L’oscurità che divora i campioni
Vari studi hanno provato che gli atleti professionisti sono più predisposti delle persone non sportive alla depressione. Questo accade quando le richieste funzionali, fisiche e psicologiche, si sommano alla pesantezza dell’ambiente in cui essi si esibiscono e dal quale dipendono. E con il termine “pesantezza” non mi riferisco solamente alle 10, se non 11, tappe del WSL a cui un Medina deve partecipare per poter vincere il titolo mondiale.
Sono i media, gli sponsor, i fan e il pubblico stesso a rendere un piatto difficilmente digeribile ancora meno leggero. Inoltre, quando si parla di atleti di così alto livello, è facile che ci siano anche degli obblighi o degli obiettivi contrattuali che bisogna rispettare. Non a caso nel Tour ci sono surfisti che da un anno all’altro si ritrovano senza sponsor. L’essere parte di un’élite, gli infortuni, il sovrallenamento, riuscire a far combaciare la propria identità con quella del personaggio che si è costruito attorno, la necessità di vincere anche per motivi economici, le richieste tecniche ed il terrore del fallimento: sono tutti fattori che contribuiscono ad accrescere l’impatto che lo stress ha su un atleta.
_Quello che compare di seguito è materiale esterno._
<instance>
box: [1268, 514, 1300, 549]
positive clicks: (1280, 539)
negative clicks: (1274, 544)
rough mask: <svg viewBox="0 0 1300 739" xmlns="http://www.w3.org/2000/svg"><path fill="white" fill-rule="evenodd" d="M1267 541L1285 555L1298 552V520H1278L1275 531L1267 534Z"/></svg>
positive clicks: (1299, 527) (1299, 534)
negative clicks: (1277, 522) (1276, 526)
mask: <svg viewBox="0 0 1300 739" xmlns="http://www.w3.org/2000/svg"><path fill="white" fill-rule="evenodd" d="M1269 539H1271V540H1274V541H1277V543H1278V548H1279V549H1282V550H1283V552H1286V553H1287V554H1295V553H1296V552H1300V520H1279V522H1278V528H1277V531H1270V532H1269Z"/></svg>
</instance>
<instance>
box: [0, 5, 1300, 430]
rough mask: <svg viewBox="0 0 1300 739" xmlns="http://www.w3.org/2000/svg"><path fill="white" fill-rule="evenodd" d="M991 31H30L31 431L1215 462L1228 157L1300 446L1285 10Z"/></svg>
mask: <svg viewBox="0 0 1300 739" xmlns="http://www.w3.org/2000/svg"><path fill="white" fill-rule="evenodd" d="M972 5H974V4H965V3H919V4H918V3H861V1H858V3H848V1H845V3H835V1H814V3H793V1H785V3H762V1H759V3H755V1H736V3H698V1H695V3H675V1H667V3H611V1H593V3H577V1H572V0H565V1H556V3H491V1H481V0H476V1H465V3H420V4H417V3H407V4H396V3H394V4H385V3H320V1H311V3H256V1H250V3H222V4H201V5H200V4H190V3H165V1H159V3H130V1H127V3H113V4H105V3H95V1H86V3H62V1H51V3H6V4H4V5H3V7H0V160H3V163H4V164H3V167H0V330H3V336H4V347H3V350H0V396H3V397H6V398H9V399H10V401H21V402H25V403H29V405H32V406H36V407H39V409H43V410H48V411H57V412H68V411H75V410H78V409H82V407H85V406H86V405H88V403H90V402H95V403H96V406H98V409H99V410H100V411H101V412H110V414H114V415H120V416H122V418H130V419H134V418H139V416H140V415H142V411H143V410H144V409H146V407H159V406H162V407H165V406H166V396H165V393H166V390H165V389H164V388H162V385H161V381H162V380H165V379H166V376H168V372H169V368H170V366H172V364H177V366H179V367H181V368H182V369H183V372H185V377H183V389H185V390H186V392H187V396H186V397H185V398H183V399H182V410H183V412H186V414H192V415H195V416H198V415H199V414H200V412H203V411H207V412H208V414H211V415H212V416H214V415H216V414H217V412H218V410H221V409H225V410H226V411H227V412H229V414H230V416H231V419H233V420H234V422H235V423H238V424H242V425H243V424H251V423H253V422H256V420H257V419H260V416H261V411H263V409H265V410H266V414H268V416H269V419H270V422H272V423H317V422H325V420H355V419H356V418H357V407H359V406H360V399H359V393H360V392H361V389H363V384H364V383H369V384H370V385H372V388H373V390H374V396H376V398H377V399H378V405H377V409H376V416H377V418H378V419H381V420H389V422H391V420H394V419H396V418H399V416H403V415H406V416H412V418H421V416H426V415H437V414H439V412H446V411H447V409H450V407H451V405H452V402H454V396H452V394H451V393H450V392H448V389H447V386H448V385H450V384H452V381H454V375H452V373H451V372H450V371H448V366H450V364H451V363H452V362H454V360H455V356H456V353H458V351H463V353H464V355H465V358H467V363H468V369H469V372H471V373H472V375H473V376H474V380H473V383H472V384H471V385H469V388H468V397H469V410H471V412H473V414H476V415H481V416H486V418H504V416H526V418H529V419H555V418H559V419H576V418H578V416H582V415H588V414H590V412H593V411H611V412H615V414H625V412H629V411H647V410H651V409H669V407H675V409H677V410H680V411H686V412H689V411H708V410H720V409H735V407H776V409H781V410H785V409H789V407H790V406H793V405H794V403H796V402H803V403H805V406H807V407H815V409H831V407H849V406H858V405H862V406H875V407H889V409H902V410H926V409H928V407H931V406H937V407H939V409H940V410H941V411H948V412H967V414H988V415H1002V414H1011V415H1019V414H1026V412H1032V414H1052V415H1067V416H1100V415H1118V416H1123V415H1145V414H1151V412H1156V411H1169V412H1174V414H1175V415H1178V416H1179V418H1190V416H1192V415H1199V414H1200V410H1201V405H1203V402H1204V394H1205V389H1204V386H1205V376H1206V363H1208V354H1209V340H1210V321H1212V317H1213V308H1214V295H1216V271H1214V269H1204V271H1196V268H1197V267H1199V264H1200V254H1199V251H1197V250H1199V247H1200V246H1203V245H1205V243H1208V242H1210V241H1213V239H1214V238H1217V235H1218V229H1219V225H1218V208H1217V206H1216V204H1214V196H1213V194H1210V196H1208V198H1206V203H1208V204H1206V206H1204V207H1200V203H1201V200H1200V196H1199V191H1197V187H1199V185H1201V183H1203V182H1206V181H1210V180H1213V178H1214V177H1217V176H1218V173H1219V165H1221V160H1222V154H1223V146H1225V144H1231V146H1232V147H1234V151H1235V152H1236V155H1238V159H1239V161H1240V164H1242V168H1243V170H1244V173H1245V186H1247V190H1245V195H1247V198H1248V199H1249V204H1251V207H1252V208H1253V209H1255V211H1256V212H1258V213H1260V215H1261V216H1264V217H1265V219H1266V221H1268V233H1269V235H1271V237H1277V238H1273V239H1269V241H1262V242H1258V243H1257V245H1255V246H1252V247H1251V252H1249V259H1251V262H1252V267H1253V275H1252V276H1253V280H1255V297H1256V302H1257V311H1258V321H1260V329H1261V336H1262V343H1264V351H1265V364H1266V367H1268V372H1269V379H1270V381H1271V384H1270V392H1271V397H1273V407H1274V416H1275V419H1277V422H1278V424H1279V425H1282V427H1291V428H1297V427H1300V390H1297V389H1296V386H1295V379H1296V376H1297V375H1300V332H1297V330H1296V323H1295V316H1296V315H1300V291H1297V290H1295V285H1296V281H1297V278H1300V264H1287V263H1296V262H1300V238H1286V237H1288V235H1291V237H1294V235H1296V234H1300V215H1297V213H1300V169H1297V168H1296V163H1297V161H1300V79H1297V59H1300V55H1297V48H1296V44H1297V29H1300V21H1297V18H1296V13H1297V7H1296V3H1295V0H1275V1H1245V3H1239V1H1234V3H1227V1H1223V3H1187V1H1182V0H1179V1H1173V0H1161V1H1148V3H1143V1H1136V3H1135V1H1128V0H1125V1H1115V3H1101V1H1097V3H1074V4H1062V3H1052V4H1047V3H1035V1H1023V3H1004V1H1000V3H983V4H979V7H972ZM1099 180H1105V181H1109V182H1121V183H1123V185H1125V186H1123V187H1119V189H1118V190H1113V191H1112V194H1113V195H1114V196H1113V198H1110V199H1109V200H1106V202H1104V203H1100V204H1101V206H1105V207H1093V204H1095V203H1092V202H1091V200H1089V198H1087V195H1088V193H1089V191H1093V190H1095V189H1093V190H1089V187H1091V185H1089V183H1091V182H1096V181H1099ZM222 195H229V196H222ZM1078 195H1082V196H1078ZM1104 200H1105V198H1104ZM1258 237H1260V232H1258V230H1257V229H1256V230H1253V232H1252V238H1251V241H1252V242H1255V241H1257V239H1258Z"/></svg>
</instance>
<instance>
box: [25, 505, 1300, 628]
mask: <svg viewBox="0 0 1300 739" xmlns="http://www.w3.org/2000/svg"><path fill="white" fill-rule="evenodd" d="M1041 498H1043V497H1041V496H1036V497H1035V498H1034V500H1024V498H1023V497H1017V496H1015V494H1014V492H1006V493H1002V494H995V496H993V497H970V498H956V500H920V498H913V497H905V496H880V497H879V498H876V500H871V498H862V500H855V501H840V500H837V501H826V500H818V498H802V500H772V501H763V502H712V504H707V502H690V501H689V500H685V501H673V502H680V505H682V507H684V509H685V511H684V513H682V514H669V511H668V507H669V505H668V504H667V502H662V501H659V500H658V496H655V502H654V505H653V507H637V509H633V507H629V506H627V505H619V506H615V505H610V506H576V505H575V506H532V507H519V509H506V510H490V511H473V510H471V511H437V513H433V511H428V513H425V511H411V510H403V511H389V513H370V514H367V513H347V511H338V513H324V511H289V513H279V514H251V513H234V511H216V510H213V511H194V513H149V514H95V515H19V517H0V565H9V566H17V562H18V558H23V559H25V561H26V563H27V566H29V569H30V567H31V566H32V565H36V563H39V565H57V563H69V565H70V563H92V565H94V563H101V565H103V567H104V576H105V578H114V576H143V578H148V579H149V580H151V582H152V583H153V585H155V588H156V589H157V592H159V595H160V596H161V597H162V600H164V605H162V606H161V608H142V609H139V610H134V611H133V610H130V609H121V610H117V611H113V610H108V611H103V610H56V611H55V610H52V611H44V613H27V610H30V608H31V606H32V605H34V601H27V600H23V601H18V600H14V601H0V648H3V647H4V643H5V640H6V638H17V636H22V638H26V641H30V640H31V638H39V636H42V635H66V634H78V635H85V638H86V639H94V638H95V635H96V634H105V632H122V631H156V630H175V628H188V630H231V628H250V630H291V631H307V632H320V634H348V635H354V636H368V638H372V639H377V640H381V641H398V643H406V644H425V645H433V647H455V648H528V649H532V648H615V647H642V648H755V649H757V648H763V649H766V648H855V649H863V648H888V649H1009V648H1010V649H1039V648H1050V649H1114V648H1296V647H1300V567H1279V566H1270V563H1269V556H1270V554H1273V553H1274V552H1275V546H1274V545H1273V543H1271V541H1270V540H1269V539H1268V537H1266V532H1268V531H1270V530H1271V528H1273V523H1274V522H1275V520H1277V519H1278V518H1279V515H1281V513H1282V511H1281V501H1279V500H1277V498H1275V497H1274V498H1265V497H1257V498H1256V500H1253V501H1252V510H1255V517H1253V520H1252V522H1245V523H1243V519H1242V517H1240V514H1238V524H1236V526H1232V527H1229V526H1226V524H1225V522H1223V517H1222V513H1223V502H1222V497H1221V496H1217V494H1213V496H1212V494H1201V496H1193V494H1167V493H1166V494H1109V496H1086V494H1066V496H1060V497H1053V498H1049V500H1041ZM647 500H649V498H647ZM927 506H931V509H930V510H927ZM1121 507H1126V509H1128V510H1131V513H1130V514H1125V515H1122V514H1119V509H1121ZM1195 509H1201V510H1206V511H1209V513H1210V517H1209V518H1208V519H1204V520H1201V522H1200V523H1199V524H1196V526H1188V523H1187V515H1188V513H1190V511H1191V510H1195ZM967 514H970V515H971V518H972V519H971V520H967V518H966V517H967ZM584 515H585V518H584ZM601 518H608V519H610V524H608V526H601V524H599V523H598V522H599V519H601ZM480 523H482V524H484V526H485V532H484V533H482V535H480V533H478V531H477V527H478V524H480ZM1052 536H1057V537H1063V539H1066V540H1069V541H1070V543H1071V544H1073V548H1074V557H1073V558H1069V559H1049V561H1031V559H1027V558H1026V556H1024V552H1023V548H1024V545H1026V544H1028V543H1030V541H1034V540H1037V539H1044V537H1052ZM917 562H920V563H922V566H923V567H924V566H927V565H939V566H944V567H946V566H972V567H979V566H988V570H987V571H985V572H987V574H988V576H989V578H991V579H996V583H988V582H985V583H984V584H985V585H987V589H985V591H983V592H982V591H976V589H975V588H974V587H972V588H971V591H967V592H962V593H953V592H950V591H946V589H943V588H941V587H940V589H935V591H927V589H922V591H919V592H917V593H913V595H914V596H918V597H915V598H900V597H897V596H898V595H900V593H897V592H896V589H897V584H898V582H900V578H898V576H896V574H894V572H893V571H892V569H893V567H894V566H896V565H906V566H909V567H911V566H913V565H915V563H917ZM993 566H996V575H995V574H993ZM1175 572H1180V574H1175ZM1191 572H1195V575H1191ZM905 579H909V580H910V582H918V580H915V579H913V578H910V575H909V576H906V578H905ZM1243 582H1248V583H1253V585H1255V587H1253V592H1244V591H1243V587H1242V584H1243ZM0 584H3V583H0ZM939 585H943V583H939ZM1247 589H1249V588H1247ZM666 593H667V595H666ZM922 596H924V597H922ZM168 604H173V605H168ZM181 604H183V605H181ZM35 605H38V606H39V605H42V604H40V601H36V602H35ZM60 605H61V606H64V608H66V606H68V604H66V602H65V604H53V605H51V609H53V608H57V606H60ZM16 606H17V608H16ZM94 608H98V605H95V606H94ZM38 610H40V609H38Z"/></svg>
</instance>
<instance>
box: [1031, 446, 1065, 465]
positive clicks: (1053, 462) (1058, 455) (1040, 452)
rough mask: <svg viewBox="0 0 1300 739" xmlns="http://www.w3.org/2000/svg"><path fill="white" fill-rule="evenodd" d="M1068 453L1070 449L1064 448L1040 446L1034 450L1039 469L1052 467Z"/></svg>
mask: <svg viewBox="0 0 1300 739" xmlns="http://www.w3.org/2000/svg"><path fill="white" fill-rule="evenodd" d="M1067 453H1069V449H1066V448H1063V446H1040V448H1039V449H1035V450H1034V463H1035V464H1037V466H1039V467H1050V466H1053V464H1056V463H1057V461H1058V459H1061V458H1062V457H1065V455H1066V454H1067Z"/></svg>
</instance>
Da questo punto di vista, quindi, la vita da pro cambia totalmente aspetto. Non è più solo tavola, viaggi e mute gratis. In questo modo, il lato oscuro della vita dei nostri sogni si fa spazio nella quotidianità che Medina, una persona come tutte, desidera vivere. E così come Gabriel, altri super medagliati hanno dovuto fare i conti con i propri fantasmi dopo anni di carriera alle stelle, addirittura rischiando di non uscire da quel loop frustrante e doloroso. Ci tengo a ricordare l’intramontabile docu-film “Kissed by God”, in cui si dice che nelle ore precedenti alla sua morte Andy Irons volesse solo tornare a casa da sua moglie e suo figlio per godersi la sua famiglia.
Per concludere, vi invito a rifletterci bene su la prossima volta che direte ‘quanto vorrei avere la vita del mio pro surfer preferito’. Quello che ci viene mostrato è solo la facciata di un muro fatto di sacrifici, difficoltà, frustrazioni, aspettative e pressioni: non lasciatevi ingannare da quello che viene mostrato sui media. I pro surfer sono persone come noi, che necessitano della stessa dose di casa e tranquillità di cui abbiamo bisogno tutti quotidianamente, magari lontano dalle telecamere del WSL.